Janus and swish

Hi,
I’m trying to use Janus in liftcover, a pack for machine learning, and make it run under swish in https://cplint.eu. However, after the first successful run of a predicate that uses Janus, the second call gives a segmentation violation. How can I start a different Python engine for each run of the predicate?

Fabrizio

As is, not. Shutdown of the Python engine is done with Prolog shutdown. It is incomplete in the sense that several global (caching) data structures are not reset. That could, at least in theory, all be fixed such that we could add a py_shutdown/0, after which one could (lazily) create a new Python engine. This would not be thread-safe and thus not usable with SWISH.

Another option would be to allow for explicit creation and destruction of Python engines. The Python C API doesn’t pass an engine (interpreter) argument though, so I assume there can be only one Python interpreter in a process.

If there is no way to reuse the existing Python interpreter for the second run, I fear that doing the Python work in a new process is the only option.

Or, is the crash in the second run due to a bug in Janus?
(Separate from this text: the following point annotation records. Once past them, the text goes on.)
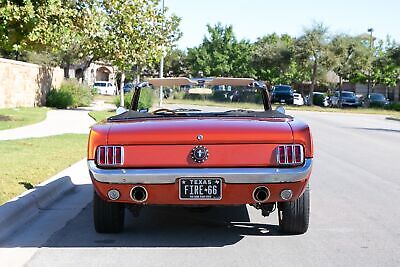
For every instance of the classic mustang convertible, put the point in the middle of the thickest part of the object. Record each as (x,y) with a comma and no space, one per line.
(201,158)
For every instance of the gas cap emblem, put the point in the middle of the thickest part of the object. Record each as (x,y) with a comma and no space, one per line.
(199,154)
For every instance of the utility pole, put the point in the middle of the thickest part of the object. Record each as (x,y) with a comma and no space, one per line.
(370,30)
(161,68)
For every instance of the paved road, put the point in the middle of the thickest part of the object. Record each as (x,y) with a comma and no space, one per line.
(355,216)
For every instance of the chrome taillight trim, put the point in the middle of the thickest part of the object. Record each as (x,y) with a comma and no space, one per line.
(294,155)
(106,162)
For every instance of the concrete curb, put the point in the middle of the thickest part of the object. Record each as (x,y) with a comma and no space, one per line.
(392,119)
(17,212)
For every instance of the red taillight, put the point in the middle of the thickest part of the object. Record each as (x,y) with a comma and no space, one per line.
(290,155)
(110,155)
(101,155)
(118,155)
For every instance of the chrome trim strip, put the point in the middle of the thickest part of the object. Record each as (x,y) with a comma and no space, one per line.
(229,175)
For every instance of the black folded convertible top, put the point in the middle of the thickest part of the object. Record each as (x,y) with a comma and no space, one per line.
(132,115)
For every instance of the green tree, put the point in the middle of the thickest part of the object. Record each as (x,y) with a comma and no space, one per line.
(273,60)
(350,55)
(220,54)
(312,53)
(385,66)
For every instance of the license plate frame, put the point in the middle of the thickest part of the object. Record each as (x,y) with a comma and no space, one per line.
(208,188)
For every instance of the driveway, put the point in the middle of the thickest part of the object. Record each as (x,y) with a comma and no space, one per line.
(354,216)
(57,122)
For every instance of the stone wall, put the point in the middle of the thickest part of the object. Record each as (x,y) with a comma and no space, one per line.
(26,85)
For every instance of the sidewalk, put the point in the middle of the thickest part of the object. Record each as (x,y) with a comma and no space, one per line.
(57,122)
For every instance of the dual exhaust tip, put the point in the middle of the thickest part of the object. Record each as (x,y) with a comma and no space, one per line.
(260,194)
(139,194)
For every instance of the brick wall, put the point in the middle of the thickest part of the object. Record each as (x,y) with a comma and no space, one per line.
(26,85)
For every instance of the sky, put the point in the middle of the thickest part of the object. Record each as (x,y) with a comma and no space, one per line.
(255,18)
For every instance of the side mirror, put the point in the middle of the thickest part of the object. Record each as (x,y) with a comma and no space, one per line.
(121,110)
(280,109)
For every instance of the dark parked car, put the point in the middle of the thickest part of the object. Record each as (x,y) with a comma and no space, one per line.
(282,94)
(377,100)
(128,87)
(346,99)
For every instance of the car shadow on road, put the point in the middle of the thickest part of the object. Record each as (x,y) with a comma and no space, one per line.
(377,129)
(162,226)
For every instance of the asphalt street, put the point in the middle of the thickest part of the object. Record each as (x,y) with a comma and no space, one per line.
(355,216)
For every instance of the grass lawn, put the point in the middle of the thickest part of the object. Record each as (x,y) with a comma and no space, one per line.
(304,108)
(28,162)
(17,117)
(99,116)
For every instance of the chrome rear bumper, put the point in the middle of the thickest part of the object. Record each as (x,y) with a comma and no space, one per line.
(229,175)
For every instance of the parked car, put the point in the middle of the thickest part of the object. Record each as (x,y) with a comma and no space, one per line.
(346,99)
(105,88)
(128,87)
(298,99)
(282,94)
(377,100)
(320,99)
(195,158)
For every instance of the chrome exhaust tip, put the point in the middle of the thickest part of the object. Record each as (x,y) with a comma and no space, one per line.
(286,194)
(139,194)
(261,194)
(113,194)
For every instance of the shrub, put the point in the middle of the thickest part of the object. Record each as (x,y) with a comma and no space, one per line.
(71,94)
(145,101)
(393,106)
(59,99)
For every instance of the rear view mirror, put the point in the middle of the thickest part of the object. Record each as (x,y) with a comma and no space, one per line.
(280,109)
(121,110)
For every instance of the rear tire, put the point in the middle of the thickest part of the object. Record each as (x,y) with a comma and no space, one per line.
(108,216)
(294,215)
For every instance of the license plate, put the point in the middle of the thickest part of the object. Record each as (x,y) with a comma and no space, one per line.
(200,188)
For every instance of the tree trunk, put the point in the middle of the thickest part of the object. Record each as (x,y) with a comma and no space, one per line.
(66,70)
(121,90)
(313,80)
(340,92)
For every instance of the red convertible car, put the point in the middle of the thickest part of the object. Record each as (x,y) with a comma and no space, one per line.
(201,158)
Janus for SWI-Prolog does support multiple Prolog and Python threads. This is not thoroughly tested though. Can you produce crash info using gdb from a Prolog+Python compiled in debug mode?

My code was using global variables, I thought that was the problem and I removed them but the problem didn’t go.
I would be happy to produce crash info but I need a few instructions: I know how to compile switch with debug, I don’t know how to compile python with debug and I’m not sure how to obtain crash info using gdb.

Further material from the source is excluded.